Dragaera

Purple-blue stones and purple-blue marbles.

Tue Apr 5 08:56:04 PDT 2005

On Apr 4, 2005 11:17 PM, FRIEDA2133 at aol.com <FRIEDA2133 at aol.com> wrote:
> Hi Rion,  ( www.opusfest.com )
> 
> While you are working on the T-shirt idea, maybe you can
> work out something with Steven and some artists for this:
> 
> 1.  Clay rolled into a perfect round ball, fired, painted with
> a milky blue glaze and/or a milky purple glaze. Iridescent or
> two colors or one solid color??  Fired again.
> 
> 2.  A suitable pouch.
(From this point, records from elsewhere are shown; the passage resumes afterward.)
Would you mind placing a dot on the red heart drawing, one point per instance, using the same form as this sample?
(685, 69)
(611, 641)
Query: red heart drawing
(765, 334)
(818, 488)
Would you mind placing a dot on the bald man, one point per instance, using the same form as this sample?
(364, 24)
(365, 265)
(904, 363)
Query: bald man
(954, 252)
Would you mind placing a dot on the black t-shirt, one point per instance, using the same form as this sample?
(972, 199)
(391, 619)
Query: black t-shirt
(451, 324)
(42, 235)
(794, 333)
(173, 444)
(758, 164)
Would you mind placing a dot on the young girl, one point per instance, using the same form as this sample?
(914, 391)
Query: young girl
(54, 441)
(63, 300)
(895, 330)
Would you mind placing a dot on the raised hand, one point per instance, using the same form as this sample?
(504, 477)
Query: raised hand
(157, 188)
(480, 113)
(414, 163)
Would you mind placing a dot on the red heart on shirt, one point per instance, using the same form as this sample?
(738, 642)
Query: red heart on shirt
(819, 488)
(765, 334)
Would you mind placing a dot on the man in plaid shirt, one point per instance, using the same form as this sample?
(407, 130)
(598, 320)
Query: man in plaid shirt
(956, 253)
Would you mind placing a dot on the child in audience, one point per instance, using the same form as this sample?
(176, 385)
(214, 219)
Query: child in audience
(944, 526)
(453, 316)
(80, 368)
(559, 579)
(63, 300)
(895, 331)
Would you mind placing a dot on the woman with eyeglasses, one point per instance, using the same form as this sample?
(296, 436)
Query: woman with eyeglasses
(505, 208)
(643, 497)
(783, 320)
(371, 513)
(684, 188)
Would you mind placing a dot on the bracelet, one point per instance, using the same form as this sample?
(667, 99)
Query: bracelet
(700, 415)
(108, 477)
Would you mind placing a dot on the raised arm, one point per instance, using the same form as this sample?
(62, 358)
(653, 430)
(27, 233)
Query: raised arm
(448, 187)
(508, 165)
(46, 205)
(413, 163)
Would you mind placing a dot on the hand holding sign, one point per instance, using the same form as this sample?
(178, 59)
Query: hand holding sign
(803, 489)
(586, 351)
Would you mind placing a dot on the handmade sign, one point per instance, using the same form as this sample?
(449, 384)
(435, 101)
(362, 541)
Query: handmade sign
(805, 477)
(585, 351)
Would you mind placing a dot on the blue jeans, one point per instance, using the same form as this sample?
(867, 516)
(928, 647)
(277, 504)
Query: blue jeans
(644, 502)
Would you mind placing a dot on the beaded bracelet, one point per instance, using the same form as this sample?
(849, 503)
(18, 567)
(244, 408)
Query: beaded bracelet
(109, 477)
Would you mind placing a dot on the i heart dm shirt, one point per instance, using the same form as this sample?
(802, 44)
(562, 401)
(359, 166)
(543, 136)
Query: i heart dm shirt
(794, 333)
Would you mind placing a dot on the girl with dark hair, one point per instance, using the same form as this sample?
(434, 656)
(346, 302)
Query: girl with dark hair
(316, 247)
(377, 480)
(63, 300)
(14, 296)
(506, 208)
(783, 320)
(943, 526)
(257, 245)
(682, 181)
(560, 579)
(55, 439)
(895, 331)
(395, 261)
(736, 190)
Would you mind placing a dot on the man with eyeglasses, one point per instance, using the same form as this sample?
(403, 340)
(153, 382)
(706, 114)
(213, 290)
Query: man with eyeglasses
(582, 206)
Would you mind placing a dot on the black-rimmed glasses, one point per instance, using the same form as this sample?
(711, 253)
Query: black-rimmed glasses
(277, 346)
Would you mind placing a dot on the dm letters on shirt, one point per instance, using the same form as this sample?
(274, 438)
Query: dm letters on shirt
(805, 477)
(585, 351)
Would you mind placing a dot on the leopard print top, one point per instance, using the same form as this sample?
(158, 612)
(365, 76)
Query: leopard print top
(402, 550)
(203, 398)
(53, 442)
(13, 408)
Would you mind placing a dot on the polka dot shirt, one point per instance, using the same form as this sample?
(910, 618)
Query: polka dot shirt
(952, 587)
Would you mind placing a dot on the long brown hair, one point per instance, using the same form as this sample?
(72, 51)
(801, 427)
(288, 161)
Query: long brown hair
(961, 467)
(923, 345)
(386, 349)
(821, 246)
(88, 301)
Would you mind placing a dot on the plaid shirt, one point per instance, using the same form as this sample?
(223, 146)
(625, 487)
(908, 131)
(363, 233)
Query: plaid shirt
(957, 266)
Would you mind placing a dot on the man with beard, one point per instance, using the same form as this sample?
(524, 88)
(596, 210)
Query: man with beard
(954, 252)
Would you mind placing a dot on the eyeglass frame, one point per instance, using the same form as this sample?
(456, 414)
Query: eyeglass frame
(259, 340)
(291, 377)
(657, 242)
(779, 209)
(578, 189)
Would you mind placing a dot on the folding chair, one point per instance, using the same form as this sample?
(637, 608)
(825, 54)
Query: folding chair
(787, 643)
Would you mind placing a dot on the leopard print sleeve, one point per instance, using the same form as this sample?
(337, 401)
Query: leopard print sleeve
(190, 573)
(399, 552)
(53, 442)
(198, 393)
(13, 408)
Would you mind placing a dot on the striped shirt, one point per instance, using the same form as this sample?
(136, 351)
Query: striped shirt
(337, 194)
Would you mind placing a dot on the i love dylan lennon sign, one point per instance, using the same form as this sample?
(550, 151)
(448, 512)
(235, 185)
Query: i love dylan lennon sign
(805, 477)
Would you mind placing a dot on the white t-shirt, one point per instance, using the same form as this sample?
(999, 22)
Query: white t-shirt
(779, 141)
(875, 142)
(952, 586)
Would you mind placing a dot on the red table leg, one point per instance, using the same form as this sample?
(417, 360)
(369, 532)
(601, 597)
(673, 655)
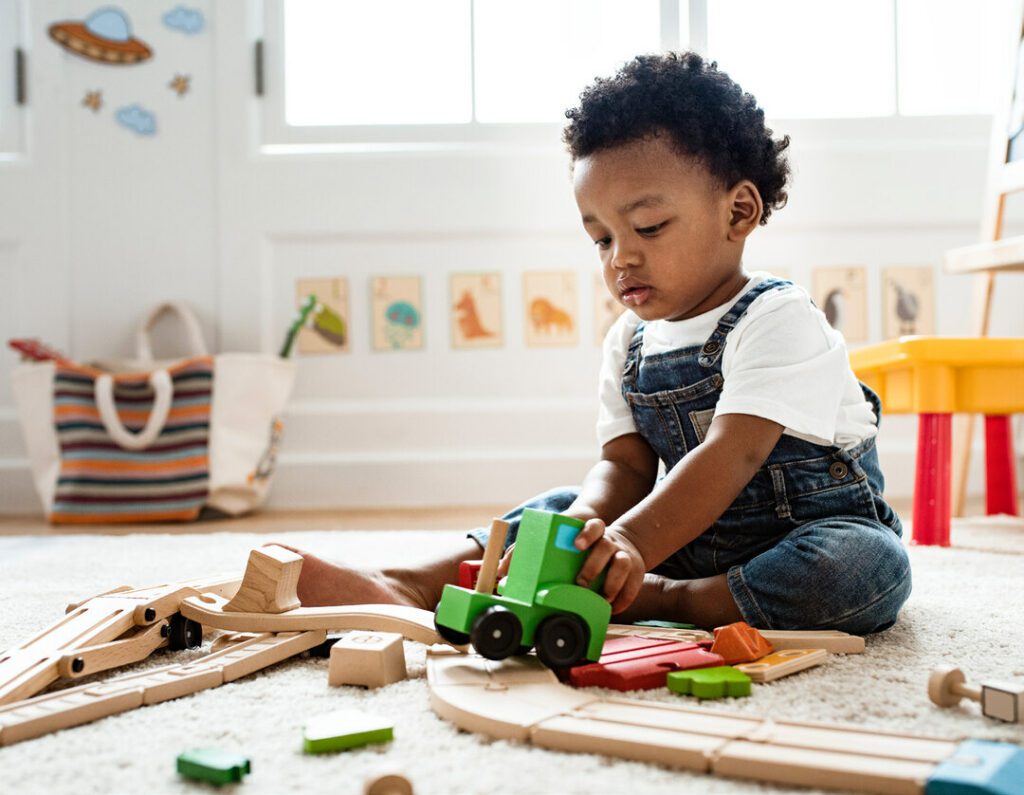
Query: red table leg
(932, 486)
(1000, 480)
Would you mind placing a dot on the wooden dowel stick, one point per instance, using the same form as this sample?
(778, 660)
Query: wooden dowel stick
(492, 556)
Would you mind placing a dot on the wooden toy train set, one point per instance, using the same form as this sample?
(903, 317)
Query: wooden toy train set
(501, 691)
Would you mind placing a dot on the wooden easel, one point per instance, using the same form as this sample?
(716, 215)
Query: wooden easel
(995, 254)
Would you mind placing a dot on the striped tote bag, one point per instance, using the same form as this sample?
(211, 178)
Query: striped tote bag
(155, 445)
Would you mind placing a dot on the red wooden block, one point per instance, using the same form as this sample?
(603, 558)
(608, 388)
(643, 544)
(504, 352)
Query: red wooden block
(469, 573)
(640, 663)
(739, 642)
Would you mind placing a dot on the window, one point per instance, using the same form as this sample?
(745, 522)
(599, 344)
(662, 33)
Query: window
(450, 71)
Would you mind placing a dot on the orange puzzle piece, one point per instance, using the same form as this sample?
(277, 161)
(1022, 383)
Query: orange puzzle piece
(739, 642)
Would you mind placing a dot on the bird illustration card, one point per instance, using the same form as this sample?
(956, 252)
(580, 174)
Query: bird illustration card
(326, 328)
(606, 309)
(907, 300)
(476, 310)
(842, 294)
(396, 308)
(550, 302)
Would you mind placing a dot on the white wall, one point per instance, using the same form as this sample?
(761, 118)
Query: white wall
(97, 223)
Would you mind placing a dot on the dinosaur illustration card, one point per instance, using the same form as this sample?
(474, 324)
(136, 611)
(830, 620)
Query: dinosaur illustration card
(326, 329)
(842, 294)
(550, 302)
(907, 300)
(606, 309)
(396, 311)
(476, 310)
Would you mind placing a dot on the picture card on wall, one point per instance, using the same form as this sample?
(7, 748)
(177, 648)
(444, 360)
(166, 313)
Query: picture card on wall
(606, 309)
(476, 310)
(842, 294)
(396, 311)
(550, 301)
(907, 300)
(326, 331)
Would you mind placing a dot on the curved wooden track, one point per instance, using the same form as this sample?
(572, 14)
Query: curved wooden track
(519, 699)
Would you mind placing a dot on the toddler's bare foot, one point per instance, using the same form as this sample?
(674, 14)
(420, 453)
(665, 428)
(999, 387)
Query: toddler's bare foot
(322, 583)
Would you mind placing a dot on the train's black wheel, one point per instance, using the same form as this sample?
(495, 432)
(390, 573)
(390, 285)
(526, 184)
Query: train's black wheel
(454, 636)
(561, 640)
(183, 633)
(496, 633)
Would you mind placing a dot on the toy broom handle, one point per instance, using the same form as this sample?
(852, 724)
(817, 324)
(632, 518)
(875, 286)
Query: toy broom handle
(492, 556)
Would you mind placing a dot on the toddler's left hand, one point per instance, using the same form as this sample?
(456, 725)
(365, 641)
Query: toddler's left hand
(609, 548)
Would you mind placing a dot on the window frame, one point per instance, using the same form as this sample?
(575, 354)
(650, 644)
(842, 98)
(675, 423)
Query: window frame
(275, 137)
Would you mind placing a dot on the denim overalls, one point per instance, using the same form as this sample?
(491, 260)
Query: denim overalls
(809, 543)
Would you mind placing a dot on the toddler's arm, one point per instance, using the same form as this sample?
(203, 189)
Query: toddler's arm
(686, 502)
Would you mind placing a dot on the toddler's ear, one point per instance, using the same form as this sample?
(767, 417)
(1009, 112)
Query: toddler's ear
(744, 209)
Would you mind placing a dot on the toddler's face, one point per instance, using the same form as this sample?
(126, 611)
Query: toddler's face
(660, 223)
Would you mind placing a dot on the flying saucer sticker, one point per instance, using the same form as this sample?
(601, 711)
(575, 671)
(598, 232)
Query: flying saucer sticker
(908, 301)
(187, 21)
(397, 312)
(476, 310)
(104, 37)
(327, 329)
(550, 301)
(842, 294)
(137, 119)
(606, 309)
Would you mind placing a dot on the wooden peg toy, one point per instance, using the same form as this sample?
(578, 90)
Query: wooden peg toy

Should it be gray for Jhereg or
> another color for an Easterner?
> 
> 3.  Some suitable text explaining by Steven what it is and the dangers of
> misuse.
> 
> Or ... if a glass bottle was used instead of a ceramic bottle
> ...I wonder if you would get a marble instead of a stone?
> 
> Bye.
> 
> Linda G.
> 
> "ceramic bottle"
> 
> Issola, paperback, Chapter 8 "Fishing Etiquette" , page 128
> 
> "It took the form of a small stone, perfectly round and about an
> inch in diameter; it was very heavy for its size, and had a sort
> of milky hue somewhere in between blue and purple."
> 
> Issola, paperback, Chapter 8, page 130.
> 
> "'Pure amorphia, I said, 'but in a form that can be worked with.'
> 
> Issola, paperback, Chapter 8, page 131.
> 
> "a small, purple-blue stone, smooth as a pearl"
> 
> Issola, paperback, Chapter 12 "Exercising Due Care for the
> Comfort and Safety of Others", page 182.
> 
> 
Wow, that would be an awesome idea! If knew how to do that, or had the
material... Damn. I know I would buy some!

-- 
-C

"Many people hear voices when no-one is there. Some of them are called
mad and are shut up on rooms where they stare at the walls all day.
Others are called writers and they do pretty much the same thing."